4. Prescriptive analytics

Prescriptive analytics is a step further than descriptive analytics and predictive analytics when making appropriate action recommendations and predicting possible outcomes. Its purpose is to analyze what action to take to get rid of potential issues or take full advantage of market trends.

This type of data analytics requires not only historical data but also external information due to the nature of statistical algorithms. Besides, Prescriptive analytics uses sophisticated tools and technologies such as machine learning, business rules and algorithms, and so on to simplify the implementation and management process.

In particular, when we know the root cause of revenue decrease, the marketers can recognize the opportunity to gain more customers and estimate the potential plan to reach the right target audiences to increase revenue based on historical information and data analytics.

AI

Artificial Intelligence (AI) has emerged as an effective tool for data analytics. It is envisioned that AI will transform project management productivity by providing various analytics-driven support such as risk prediction and effort estimation. According to Associate Professor Hoa Khanh Dam, AI technologies can be leveraged to provide support at almost every step of an agile project’s lifecycle. In this vision, AI will help provide all four types of data analytics in project management.

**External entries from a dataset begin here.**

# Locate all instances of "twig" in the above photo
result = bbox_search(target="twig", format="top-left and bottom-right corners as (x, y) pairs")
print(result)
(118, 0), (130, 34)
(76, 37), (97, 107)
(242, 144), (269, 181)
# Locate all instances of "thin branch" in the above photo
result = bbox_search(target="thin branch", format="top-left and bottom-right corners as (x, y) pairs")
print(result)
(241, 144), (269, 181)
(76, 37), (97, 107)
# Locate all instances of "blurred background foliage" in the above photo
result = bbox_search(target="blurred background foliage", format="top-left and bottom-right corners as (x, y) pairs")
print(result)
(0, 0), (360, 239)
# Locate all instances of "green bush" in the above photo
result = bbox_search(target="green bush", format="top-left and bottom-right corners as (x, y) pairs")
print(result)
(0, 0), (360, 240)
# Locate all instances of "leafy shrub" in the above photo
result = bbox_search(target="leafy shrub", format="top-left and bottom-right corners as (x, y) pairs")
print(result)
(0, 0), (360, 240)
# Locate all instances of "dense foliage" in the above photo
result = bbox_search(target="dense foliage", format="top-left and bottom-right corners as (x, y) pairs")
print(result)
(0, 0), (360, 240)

These 4 types of data analytics play a significant role in a wide range of industries to support most businesses to succeed. Besides providing risk assessment and market trend prediction, Data analytics help businesses detect and prevent fraud to enhance productivity and maximize their profit. Its applications are endless and there is no doubt that data analytics have been used, combined, and improved to satisfy consecutive development demands of businesses.